Xu_unif = marg_unif.transform(X) # → Uniform
Xg_kde = marg_kde.transform(X) # → Gaussian (KDE)
marg_emp = MarginalGaussianize()
marg_emp.fit(X)
Xg_emp = marg_emp.transform(X) # → Gaussian (empirical CDF + probit)
fig, axes = plt.subplots(1, 3, figsize=(15, 4))
axes[0].set_title("MarginalUniformize → Uniform[0,1]")
sns.histplot(Xu_unif[:, 0], ax=axes[0], bins=50)
axes[0].set_xlabel("u")
axes[1].set_title("MarginalGaussianize → N(0,1)")
sns.histplot(Xg_emp[:, 0], ax=axes[1], bins=50, kde=True)
axes[1].set_xlabel("z")
axes[2].set_title("MarginalKDEGaussianize → N(0,1)")
sns.histplot(Xg_kde[:, 0], ax=axes[2], bins=50, kde=True)
axes[2].set_xlabel("z")
plt.tight_layout()
plt.show()
Quantile Boundary Extension — Manual Illustration¶
The following code reproduces the manual support-extension approach from the
original demo to illustrate the concept behind MarginalUniformize's
bound_correct flag.
support_extension = 10 # percentage of domain to add on each side
domain = np.abs(quantiles.max() - quantiles.min())
domain_ext = (support_extension / 100) * domain
lower_bound = quantiles.min() - domain_ext
upper_bound = quantiles.max() + domain_ext
print(f"Original bounds : [{quantiles.min():.3f}, {quantiles.max():.3f}]")
print(f"Extended bounds : [{lower_bound:.3f}, {upper_bound:.3f}]")
new_quantiles = np.hstack([lower_bound, quantiles, upper_bound])

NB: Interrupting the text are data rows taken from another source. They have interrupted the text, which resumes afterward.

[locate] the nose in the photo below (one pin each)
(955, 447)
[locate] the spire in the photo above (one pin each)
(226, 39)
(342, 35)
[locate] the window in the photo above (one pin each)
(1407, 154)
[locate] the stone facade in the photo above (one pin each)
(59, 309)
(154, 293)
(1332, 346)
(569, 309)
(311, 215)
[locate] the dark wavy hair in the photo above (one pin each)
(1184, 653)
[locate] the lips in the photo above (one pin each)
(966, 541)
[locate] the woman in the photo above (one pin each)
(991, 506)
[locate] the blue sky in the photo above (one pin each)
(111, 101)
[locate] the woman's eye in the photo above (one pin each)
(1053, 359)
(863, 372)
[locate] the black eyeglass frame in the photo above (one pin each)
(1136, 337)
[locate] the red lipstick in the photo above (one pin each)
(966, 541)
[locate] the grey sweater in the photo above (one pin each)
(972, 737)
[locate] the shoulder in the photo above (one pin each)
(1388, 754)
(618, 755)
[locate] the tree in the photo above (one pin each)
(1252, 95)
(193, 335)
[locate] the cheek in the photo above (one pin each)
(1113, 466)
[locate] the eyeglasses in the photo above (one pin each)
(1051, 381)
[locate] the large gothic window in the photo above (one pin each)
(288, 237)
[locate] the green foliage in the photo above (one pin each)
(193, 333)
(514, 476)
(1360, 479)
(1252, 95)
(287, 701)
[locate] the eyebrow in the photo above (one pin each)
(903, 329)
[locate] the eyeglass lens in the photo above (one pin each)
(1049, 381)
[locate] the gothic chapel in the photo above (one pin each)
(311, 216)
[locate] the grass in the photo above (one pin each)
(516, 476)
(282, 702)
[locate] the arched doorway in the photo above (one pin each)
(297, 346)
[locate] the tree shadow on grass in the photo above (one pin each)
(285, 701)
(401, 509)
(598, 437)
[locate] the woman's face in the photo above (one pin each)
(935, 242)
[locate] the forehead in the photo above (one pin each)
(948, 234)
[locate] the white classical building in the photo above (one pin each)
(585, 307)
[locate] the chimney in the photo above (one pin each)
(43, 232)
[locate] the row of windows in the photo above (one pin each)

new_references = np.interp(new_quantiles, quantiles, references)
fig, ax = plt.subplots()
ax.plot(
new_quantiles, new_references, linestyle="--", color="red", label="Extended support"
)
ax.plot(quantiles, references, linestyle="--", color="black", label="Original support")
ax.legend(fontsize=12)
ax.set_xlabel("Support Points")
ax.set_ylabel("Empirical CDF")
ax.set_title("CDF with extended support to handle out-of-range points")
plt.tight_layout()
plt.show()
Summary¶
| Class | Boundary handling | Output distribution |
|---|---|---|
MarginalUniformize(bound_correct=True, eps=ε) |
Clips uniform output to [ε, 1-ε] |
Uniform[0,1] |
MarginalGaussianize(bound_correct=True, eps=ε) |
Clips before probit | Standard Gaussian |
MarginalKDEGaussianize(eps=ε) |
KDE tails extend beyond training range | Standard Gaussian |
In all cases, the eps parameter prevents the probit from diverging and
ensures numerically stable downstream computations.